DURAND, DAVID (1680–1763), French protestant minister and author, was born in 1680 at Sommières in the south of France, and studied for the ministry at Basle. Thence he went to Holland, and accompanied a corps of French refugees to Spain, where he was taken prisoner at the battle of Almanza 1707. He would have been burnt alive by some peasants but for the intervention of the Duke of Berwick. From Spain he was sent into France, and succeeded in escaping to Switzerland, ultimately finding his way back to Holland, where he became one of the pastors at Rotterdam, and gained the friendship of Bayle. He finally left Holland for London in 1711, and was successively pastor of the French churches in Martin's Lane and the Savoy. He became a member of the Royal Society in 1728, and died on 16 Jan. 1763.
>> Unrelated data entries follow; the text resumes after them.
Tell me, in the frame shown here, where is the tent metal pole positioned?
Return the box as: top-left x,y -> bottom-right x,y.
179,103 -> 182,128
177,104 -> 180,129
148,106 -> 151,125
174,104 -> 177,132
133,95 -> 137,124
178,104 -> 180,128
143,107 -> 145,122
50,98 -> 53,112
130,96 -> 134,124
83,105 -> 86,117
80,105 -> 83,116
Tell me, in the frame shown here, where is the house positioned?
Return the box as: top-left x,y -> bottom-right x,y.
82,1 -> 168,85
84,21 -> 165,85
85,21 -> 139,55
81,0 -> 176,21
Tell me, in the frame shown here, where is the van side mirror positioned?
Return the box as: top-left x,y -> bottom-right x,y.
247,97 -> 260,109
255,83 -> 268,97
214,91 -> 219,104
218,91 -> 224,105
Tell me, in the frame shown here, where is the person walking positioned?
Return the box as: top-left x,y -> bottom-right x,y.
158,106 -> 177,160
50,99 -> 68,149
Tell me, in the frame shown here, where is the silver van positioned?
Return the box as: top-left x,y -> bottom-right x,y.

Durand was a voluminous author and translator. Among his works, all in French, are a history of the sixteenth century (1725–9), a continuation of Rapin's ‘History of England’ (1734), a history of painting in antiquity (1725), and ‘Histoire naturelle de l'or et de l'argent, extraite de Pline le Naturaliste,’ London, 1729, which contains a lumbering imitation of ‘Paradise Lost’ in French verse.

[Barbier's Dict. des Ouvrages Anonymes et Pseudonymes, vol. iv.; a biographical notice by Samuel Beuzeville, prefixed to Durand's posthumous work, La Vie de J. J. Ostervald, London, 1778, a very rare book; Haag's La France Protestante and Agnew's Protestant Exiles; Gent. Mag. 1763, p. 46.]